James membawakan pragmatisme ini diturunkan kepada dewey yang  mempraktekkanya dalam pendidikan. Pendidikan menghasilkan orang amerika sekarang. Dengan kata lain, orang yang paling bertanggung jawab terhadap generasi Amerika sekarang adalah William James dan John Dewey. Apa yang paling merusak dari filsafat mereka itu? Satu saja yang kita sebut: Pandangan bahwa tidak ada hukum moral umum, tidak ada kebenaran umum, semua kebenaran belum final. Ini berakibat subyektivisme, individualisme, dan dua ini saja sudah cukup untuk mengguncangkan kehidupan, mengancam kemanusiaan, bahkan manusianya itu sendiri.
2.    John Dewey (1859-1952 M)
Sekalipun Dewey bekerja terlepas dari William James, namun menghasilkan pemikiran yang menampakkan persamaan dengan gagasan James. Dewey lahir di Baltimore dan kemudian menjadi guru besar dalam bidang filsafat dan kemudian juga di bidang pendidikan di chicago (1894-1904) dan ahirnya di unifersitas columbia(1904-1929).
Dewey adalah seorang pragmatis. Menurutnya, filsafat bertujuan untuk memperbaiki kehidupan manusia serta lingkungannya atau mengatur kehidupan manusia serta aktifitasnya untuk memenuhi kebutuhan manusiawi. (Praja,2005: 173)
Bagi John Dewey manusia itu bergerak dalam kesungguhan yang selalu berubah. Jika ia sedang menghadapi kesulitan, maka mulailah ia berfikir untuk mengatasi kesulitan itu. Jadi, berfikir tidaklah lain dari pada alat untuk bertindak. Pengertian itu lahir dari pengalaman. ( Poedjawijatna, 1980: 128)
Sebagai pengikut pragmatisme, John Dewey mengatakan bahwa tugas filsafat adalah memberikan pengarahan bagi perbuatan nyata.
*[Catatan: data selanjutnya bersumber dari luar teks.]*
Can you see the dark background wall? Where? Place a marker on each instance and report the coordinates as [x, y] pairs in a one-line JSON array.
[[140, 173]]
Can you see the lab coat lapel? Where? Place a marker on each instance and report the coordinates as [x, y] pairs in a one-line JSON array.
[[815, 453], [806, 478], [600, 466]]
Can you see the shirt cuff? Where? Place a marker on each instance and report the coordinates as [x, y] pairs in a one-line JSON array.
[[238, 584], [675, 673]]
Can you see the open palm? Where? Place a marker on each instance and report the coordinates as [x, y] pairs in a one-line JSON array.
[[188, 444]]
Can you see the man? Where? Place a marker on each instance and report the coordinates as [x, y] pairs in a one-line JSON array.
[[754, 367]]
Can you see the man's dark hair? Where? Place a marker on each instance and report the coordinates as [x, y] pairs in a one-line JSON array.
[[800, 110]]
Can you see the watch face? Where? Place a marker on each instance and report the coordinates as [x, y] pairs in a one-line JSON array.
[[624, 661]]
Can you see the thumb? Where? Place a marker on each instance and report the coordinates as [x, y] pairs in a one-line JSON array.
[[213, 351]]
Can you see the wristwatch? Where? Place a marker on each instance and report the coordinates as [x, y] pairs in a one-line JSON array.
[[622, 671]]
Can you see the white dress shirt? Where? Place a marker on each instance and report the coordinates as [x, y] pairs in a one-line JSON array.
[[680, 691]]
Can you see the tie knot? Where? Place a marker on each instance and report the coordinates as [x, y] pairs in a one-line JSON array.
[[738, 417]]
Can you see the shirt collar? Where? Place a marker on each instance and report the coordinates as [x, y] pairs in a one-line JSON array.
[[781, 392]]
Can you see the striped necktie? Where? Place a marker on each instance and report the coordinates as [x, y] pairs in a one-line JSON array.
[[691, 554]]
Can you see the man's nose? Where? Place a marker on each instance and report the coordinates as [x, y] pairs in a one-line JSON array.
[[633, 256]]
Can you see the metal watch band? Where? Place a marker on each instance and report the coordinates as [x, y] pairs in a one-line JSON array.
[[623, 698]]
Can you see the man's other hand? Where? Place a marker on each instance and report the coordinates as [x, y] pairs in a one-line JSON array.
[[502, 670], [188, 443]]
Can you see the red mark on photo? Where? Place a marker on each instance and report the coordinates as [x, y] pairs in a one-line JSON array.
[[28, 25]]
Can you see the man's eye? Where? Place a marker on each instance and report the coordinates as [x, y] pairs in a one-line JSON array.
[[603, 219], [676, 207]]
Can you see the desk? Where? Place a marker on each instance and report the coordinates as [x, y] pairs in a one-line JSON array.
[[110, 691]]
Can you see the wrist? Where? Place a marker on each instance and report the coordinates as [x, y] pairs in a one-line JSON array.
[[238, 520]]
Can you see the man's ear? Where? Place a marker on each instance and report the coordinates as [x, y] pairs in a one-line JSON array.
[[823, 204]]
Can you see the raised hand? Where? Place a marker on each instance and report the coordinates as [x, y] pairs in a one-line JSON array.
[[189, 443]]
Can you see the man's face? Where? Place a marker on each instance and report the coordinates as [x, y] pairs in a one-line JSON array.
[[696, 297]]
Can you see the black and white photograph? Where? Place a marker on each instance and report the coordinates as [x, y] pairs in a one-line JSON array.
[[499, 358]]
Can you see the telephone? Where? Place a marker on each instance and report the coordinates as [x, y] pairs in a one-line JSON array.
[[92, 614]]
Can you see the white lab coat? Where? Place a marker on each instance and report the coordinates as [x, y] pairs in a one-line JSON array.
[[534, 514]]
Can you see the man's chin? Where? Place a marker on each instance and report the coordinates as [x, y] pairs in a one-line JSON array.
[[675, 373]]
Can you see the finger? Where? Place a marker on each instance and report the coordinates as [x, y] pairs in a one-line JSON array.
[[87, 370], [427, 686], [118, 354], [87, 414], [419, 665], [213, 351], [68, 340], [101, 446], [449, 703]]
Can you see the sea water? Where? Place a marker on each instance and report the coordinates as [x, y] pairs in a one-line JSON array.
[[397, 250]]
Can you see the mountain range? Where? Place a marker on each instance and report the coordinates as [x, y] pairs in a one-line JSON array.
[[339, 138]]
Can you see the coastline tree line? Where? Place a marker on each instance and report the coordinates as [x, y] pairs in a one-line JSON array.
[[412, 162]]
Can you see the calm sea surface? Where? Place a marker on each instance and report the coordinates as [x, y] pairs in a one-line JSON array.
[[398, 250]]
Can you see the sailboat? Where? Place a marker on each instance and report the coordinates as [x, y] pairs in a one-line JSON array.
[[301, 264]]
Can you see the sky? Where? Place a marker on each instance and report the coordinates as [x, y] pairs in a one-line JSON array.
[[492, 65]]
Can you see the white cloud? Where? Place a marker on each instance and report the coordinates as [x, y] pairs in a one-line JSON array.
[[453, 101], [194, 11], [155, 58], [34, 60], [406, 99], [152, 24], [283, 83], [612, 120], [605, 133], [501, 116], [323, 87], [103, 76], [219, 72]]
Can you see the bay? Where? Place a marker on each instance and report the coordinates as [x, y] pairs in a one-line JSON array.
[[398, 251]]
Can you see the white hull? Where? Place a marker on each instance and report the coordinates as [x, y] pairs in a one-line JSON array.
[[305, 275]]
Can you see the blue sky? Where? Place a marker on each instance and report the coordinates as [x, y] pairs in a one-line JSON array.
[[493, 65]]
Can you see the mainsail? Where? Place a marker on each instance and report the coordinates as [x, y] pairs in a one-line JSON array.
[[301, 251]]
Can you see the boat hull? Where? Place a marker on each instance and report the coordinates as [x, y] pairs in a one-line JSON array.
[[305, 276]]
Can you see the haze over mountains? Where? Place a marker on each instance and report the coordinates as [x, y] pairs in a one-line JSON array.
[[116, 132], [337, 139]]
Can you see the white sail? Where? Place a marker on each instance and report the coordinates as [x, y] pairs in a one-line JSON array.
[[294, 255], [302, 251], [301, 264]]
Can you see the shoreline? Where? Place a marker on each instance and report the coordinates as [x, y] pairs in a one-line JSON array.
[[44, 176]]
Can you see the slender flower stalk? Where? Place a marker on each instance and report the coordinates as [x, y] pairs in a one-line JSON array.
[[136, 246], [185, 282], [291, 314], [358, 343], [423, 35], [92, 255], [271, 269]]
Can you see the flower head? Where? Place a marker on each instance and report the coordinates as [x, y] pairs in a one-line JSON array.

Filsafat tidak boleh larut dalam pemikiran-pemikiran metafisis yang kurang praktis, tidak ada faedahnya.
Dewey lebih suka menyebut sistemnya dengan istilah intrumentalisme. Pengalaman adalah salah satu kunci dalam filsafat intrumentalisme. Oleh karna itu filsafat harus berpijak pada pengalaman dan pengolahannya secara aktif-kritis. Dengan demikian, filsafat akan dapat menyusun sistem norma-norma dan nilai-nilai.
Menurut Dewey, kita ini hidup dalam dunia yang belum selesai penciptaannya. Sikap Dewey dapat di fahami dengan sebaik-baiknya dangan meneliti tiga aspek dari yang kita namakan instrumentalisme.
Pertama, kata”temporalisasi” yang berarti bahwa ada gerak dan kemajuan nyata dalam waktu. Kedua, kata”futurisme” mendorong kita untuk melihat hari esok dan tidak pada hari kemaren. Ketiga, kata”milionarisme” berarti bahwa dunia dapat di buat lebih baik dengan tenaga kita. Pandangan ini dianut oleh William James.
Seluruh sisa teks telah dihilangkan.